Currently, the set of active cells is selected based on the previous set, and so even for sequences that are themselves first-order, the L2/3 population, which is envisioned to model higher order sequences, would preserve contextual information about the whole history of the sequence.

Do you think this is an analysis effect introduced by the fact that they’re averaging over trials? Maybe on average you’ll see the same set of cells active at the same times, even though on a trial-by-trial basis they depend on the whole history of the TM population.

Yeah, I agree. The current temporal memory by itself wouldn’t exhibit it, but temporal pooling and the feedback paper we are working on would be consistent with this. We would see a stable representation that would be unique to the sequence, just as in their paper.

This is actually a point of consistency between the TM and their findings. Their “sustained code” includes a periodic component. There, specific cells become active at specific points in the sequence, just like the active cells in the TM. If you repeated the same short sequence over and over again in the TM (with either noise or resets in between), you’d see these “periodic” cells.
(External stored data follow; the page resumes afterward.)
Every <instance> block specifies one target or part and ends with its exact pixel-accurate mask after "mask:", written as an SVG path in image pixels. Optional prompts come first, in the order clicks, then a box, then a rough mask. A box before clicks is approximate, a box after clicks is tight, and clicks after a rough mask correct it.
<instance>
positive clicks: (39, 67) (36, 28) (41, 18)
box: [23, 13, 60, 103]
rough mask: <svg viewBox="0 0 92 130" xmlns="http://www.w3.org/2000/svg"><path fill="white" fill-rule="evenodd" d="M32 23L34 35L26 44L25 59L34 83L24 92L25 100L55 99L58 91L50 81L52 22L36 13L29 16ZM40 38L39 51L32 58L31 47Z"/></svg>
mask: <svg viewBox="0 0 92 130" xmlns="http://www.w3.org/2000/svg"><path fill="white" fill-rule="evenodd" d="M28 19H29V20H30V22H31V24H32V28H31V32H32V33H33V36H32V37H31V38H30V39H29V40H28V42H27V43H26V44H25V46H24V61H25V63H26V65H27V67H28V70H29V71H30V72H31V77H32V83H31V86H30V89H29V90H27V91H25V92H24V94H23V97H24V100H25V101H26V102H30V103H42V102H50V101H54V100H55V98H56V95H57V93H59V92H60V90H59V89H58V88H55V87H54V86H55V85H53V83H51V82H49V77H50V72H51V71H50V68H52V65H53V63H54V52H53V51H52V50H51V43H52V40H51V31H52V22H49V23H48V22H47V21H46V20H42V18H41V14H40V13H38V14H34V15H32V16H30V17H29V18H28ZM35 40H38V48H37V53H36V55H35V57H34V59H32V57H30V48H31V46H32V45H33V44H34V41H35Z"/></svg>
That’s true for sequences with resets or unpredictable noise between them. In these experiments however, the sequences repeat with no separation indicator. And of course the idea of an externally imposed boundary indicator is not very realistic. Has anyone at Numenta examined the behavior of high-order TM activity on short, repeated first-order sequences?

What I would expect to see is a diverging activity pattern that, if it ever repeats, does so only by chance. This would disagree with the results in the paper.

Noise (or an extra delay) between sequences is pretty realistic, but I don’t think they are doing that here.

With pure repeats, the TM representation might not diverge if you had feedback from the stable representation. You could use feedback to get the TM to stay locked on to the same high order pattern. Another possible tweak is a hysteresis on winner cells. The tradeoff would be a reduced ability to handle high order sequences containing repeated elements.

We’ve tried a few variations in how feedback impacts which cells become active. Each variation comes with some tradeoffs.